Masing-masing jalur penjelajahan memiliki keunikan, kelebihan dan tantangan tersendiri yang mampu memenuhi kebutuhan akan rekreasi dan wisata alam. Sepanjang jalan pengunjung dapat menikmati keindahan formasi hutan yang masih rapat dan memiliki keragaman jenis yang tinggi. Pada lokasi tertentu, pengunjung dapat menjumpai pohon dengan ukuran raksasa menjulang tinggi antara lain jenis kalanggo (Duabanga molucana), Soka (Ardisia diversifolia), Sambi (Schleichera oleosa), Kelicung/  Huja Api (Diospyros maritima), Rida (Alstonia spectabilis), Jambu hutan / Monggo merah (Syzigium polyanthum), dan jenis tumbuhan lainnya yang mencapai 277 jenis/ spesies. Diketinggian 1.500 mdpl pengunjung akan menemukan komunitas pohon cemara gunung (Casuarina junghuhniana) pada hamparan yang cukup luas.



c.       Wisata Tirta
Kawasan Gunung Tambora merupakan daerah tangkapan air sehingga pada kawasan tersebut Tambora terdapat beberapa alur sungai salah satunya adalah sungai Oi Marai yang ada di Desa Kawinda Toi. Sungai ini memiliki air yang sangat jernih dan dialiri air sepanjang tahun dengan debit yang cukup besar. Pada aliran sungai ini terdapat 7 buah air terjun dengan ketinggian 5-7 meter yang dapat dikembangkan sebagai atraksi wisata yang menarik.
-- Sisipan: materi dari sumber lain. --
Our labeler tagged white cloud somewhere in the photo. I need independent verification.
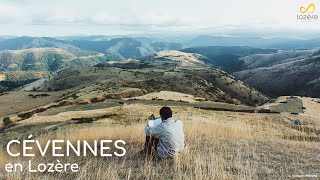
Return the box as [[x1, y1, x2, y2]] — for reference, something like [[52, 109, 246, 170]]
[[0, 0, 320, 34]]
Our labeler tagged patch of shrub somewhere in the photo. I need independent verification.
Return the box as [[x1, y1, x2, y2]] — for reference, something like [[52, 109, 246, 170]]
[[90, 96, 106, 103], [3, 117, 13, 127]]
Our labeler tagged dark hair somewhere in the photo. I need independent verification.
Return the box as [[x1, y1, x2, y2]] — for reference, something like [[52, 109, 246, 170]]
[[160, 107, 172, 120]]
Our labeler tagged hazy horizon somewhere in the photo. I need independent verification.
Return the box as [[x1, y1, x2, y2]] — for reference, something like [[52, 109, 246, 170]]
[[0, 0, 320, 38]]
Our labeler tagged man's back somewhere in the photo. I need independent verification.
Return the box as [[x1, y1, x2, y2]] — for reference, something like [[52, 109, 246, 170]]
[[145, 118, 185, 158]]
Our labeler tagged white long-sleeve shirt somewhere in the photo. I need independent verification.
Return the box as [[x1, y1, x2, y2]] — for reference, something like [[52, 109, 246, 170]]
[[145, 118, 186, 159]]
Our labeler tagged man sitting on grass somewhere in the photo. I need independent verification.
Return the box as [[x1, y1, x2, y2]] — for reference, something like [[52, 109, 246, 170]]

d.      Wisata Minat Khusus
Kondisi kawasan dengan potensi alam yang sangat memungkinkan untuk dikembangkan sebagai objek daya tarik wisata membuat kawasan yang saat ini berstatus sebagai Cagar Alam, Suaka Margasatwa dan Taman Buru ini memiliki peluang pengembangan pariwisata yang sangat menjanjikan.
Oleh karena itu optimalisasi fungsi pokok kawasan sehingga bisa termanfaatkan secara maksimal baik dari aspek ekologi, ekonomi dan sosial budaya khususnya terkait pengembangan wisata maka kawasan konservasi Gunung Tambora yang saat ini berstatus fungsi sebagai Cagar Alam, Suaka Margasatwa dan Taman Buru diubah fungsinya menjadi Taman Nasional.
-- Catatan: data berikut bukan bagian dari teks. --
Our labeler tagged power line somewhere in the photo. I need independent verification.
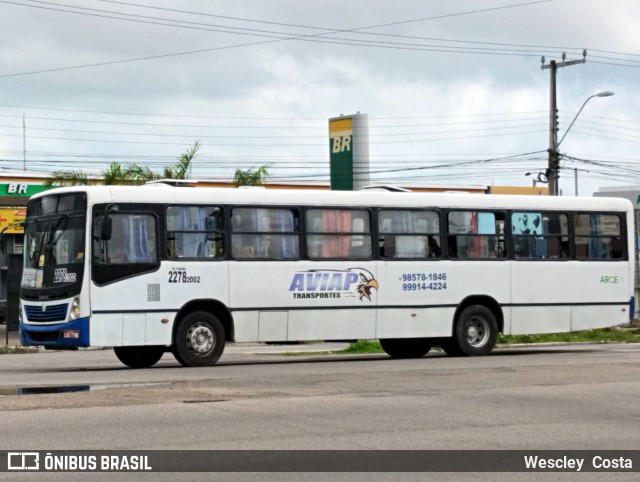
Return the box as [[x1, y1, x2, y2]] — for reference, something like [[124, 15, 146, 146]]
[[0, 0, 554, 78]]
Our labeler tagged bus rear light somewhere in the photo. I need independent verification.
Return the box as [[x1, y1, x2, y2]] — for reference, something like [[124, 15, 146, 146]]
[[62, 330, 80, 339], [69, 298, 80, 320]]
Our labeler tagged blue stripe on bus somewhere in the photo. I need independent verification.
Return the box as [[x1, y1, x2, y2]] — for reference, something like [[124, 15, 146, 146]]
[[19, 317, 89, 347]]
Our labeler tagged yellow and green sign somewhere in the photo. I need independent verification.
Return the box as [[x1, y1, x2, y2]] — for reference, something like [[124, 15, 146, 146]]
[[329, 117, 353, 191]]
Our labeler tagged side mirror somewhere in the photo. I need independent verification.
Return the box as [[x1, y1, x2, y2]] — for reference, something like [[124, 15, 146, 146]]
[[100, 216, 113, 241]]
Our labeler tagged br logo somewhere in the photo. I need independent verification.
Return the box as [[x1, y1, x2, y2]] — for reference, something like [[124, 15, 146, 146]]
[[331, 136, 351, 154]]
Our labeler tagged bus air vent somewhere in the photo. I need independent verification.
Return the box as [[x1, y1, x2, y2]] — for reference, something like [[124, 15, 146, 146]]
[[147, 283, 160, 301]]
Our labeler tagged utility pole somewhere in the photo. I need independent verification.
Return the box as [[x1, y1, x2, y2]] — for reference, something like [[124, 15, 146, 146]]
[[540, 50, 587, 196], [22, 114, 27, 171]]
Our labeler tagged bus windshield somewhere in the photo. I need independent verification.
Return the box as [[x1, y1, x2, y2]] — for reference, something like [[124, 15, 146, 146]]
[[22, 192, 85, 295]]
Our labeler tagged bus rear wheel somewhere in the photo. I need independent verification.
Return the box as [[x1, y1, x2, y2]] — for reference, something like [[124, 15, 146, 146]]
[[113, 346, 165, 368], [172, 311, 226, 367], [442, 305, 498, 356], [380, 338, 432, 358]]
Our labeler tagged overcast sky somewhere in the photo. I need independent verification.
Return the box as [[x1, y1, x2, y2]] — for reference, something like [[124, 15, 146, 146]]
[[0, 0, 640, 195]]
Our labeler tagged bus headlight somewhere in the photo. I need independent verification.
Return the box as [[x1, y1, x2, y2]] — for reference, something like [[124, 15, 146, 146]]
[[69, 297, 80, 320]]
Potensi daya tarik wisata di kawasan Gunung Tambora cukup beragam termasuk untuk pengembangan wisata minat khusus seperti panjat tebing, paralayang, off road, hikking dan lain-lain yang memacu adrenalin pengunjung.


e.      Wisata Ilmiah
Pengembangan wisata ilmiah dapat dilakukan melalui kegiatan penelitian dan pengembangan, pengenalan jenis tumbuhan dan satwa liar yang ada, pengembangan laboratorium alam, pengembangan demplot atau kebun koleksi tumbuhan dan lain-lain. Pengembangan wisata ini sangat memungkinkan karena Gunung Tambora memiliki kondisi alam yang mendukung dan keanekaragaman jenis tumbuhan dan satwa liar yang sangat tinggi.